Des électeurs peu regardants ? Un système perverti ? Comme dans le cas de l’œuf et de la poule, l’explication n’est pas si simple. Seule certitude, les candidats aux municipales condamnés ou faisant l’objet d’une mise en examen sont nombreux. Trop nombreux. Une réalité pour le moins inquiétante, notamment lorsque l’on se penche sur la teneur des plaintes…
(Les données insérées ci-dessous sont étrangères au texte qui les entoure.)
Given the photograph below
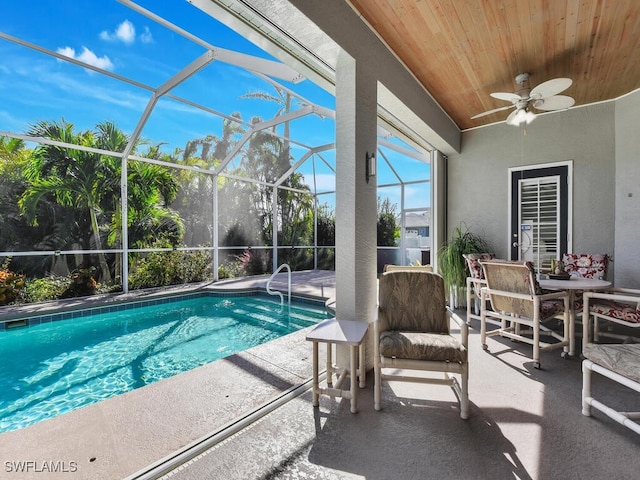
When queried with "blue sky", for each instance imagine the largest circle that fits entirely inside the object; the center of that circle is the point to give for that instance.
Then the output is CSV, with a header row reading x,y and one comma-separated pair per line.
x,y
107,34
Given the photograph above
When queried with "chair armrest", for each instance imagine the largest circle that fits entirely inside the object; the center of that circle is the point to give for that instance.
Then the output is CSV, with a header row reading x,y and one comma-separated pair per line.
x,y
464,328
624,295
526,296
629,291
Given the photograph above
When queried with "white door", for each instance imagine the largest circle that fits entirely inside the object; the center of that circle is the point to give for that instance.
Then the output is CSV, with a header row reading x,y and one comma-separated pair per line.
x,y
540,213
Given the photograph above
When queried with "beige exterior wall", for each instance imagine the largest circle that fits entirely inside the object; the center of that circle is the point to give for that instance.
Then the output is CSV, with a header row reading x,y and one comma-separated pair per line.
x,y
603,145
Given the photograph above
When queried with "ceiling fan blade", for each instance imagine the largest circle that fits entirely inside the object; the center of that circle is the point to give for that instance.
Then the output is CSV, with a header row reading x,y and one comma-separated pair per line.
x,y
489,112
509,97
550,88
557,102
512,116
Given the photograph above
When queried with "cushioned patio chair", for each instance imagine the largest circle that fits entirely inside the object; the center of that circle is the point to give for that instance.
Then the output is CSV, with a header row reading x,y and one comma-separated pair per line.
x,y
412,333
475,281
614,306
517,301
585,265
619,362
408,268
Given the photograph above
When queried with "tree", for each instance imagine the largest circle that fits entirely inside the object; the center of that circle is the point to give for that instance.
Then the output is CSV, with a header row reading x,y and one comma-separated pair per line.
x,y
388,231
72,177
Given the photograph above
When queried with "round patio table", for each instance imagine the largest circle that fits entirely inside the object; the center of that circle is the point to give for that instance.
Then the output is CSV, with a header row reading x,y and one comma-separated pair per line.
x,y
571,285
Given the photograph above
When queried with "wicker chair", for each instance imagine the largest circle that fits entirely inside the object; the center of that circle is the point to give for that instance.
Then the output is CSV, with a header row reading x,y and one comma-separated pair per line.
x,y
516,301
619,362
475,281
412,333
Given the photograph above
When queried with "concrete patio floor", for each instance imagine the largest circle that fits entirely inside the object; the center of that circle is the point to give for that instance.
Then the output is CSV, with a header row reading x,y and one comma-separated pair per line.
x,y
525,423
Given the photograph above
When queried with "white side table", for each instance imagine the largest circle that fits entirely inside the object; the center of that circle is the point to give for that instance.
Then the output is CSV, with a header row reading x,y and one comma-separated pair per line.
x,y
345,332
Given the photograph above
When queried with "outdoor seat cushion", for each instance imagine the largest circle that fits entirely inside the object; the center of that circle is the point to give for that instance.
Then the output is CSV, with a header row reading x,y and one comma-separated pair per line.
x,y
551,308
474,265
620,358
586,265
421,346
626,312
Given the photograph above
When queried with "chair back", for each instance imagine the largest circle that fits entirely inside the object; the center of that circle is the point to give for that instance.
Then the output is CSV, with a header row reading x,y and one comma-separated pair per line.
x,y
511,277
473,262
412,301
586,265
408,268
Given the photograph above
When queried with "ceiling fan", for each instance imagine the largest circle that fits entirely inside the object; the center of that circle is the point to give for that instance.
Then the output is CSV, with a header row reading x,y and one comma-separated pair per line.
x,y
543,97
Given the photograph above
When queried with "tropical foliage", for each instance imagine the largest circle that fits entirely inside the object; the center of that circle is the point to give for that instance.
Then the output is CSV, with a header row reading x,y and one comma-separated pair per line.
x,y
65,195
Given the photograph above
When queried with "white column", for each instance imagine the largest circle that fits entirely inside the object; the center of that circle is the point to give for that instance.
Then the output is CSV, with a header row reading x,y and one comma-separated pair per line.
x,y
356,200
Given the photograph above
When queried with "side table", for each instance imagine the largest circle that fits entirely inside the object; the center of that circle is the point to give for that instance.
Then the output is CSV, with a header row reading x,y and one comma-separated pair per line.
x,y
345,332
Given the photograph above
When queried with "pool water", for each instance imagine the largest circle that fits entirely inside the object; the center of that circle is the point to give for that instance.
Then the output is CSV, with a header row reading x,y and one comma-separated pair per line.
x,y
53,368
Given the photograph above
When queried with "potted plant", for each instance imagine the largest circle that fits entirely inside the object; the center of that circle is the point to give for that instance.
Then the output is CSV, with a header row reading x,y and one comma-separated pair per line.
x,y
452,265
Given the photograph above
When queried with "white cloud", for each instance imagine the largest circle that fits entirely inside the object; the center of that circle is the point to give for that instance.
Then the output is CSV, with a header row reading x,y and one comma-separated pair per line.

Municipales 2026 : plus de 60 candidats aux prises avec la justice
Si beaucoup ferment les yeux, les médias veillent au grain. C’est le cas de l’émission Quotidien, ou encore de 20 Minutes, qui ne se sont pas gênés pour révéler l’effrayante réalité. Face à l’auditoire ahuri, la journaliste Juliette Pelerin dévoile l’existence d’une soixantaine de candidats condamnés ou inquiétés par la justice avant de se pencher sur le cas de Philippe Janicot, actuel maire de Boisseuil (Haute-Vienne).
Réélu dès le premier tour, l’homme savoure sa victoire. De son côté, l’électorat se montre satisfait. « Il a fait de bonnes choses pour la ville, je suis contente », confie une habitante de Boisseuil au micro de Quotidien. Quand on la questionne sur les plaintes qui visent l’élu, elle se contente de répondre : « C’est personnel. »
Voir cette publication sur Instagram
À lire aussi
Pourtant, le maire est visé par quatre plaintes pour viol. Des faits qu’il conteste. Puisqu’il n’a pas encore été jugé, Philippe Janicot reste présumé innocent. Toutefois, il fait l’objet de mesures d’éloignement et n’a donc pas le droit de se présenter à Boisseuil… dont il est le maire. En attendant, il réside à Bordeaux et effectue de ponctuels déplacements dans sa ville à l’occasion des conseils municipaux. Sa présence sur place nécessite qu’il soit escorté par les gendarmes.
Des faits de violence sur un enfant de 11 ans
Si l’affaire de Philippe Janicot est largement relayée, elle n’est pas la seule du genre. Comme lui, d’autres mis en cause savourent leur passage au second tour. C’est le cas de Jean-Michel Baylet, 79 ans, réélu dimanche dernier à la mairie de Valence d’Agen (Tarn-et-Garonne). Condamné en appel par le tribunal de Paris à 30 000 euros d’amende pour abus de biens sociaux, celui qui occupe le poste de maire depuis 30 ans est également au cœur d’une enquête pour « vi*ls » et « agressions se*uelles » sur mineurs de moins de 15 ans.

Révélée en 2021, l’affaire est classée sans suite en 2022 pour cause de prescription. Contrairement à ce que beaucoup semblent penser, cela ne signifie pas que les faits sont inexistants, mais que le délai pour poursuivre l’auteur est dépassé.
À lire aussi
Également réélu, faute d’adversaires, Bruno Bourjac réintègre son siège de maire à Sainte-Croix-du-Verdon (Alpes-de-Haute-Provence). Or, le 2 octobre 2025, l’homme a été reconnu coupable de faits de violences perpétrés à l’encontre de son fils de 11 ans. À l’issue du procès, il écope de quatre mois de prison assortis d’un sursis probatoire de deux ans et d’une obligation de soins.
Dans un article de La Provence, on apprend que l’homme a réveillé l’enfant en pleine nuit (aux alentours de 2 h 30) en le pinçant et en le mordant. Lors de son audition, celui-ci a confié avoir « peur » de lui.